The link between land changes and water availability is becoming increasingly important. Current plans in the basin have been focused on increasing the irrigated area. However, recent studies in this area point out the increasing relevance of consolidating the current irrigated area through alternative technological improvements in this region to avoid the abandonment of land [4]. Besides, these improvements are parallel to an increasing energy demand for irrigation. This dilemma has to be addressed as any decision has implications for water availability. In line with our findings, additional water resources will not be available in this region. This involves a low security of water supplies. Moreover, large energy costs and large modernization investments that have been carried out in recent years require to be recovered. Given this situation, it would be reasonable not to increase the irrigated area and consolidate and extend the current modernization processes to ensure the viability of existing farms without additional environmental pressures. However, future research to assess the interdependence of water, energy, and land through hydrological and economic evaluations would be of great value to design strategies to mitigate the effects of climate change.
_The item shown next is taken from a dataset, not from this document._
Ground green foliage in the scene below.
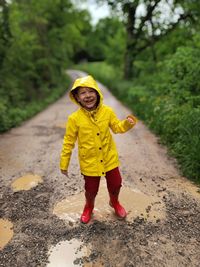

To conclude, the design of strategies to cope with water restrictions and ensure the availability of water should consider these observable findings. This work also serves to encourage further development of prevention and compensation policies, as well as to forecast future scenarios to solve existing environmental and social conflicts such as the failure of expectations of farmers.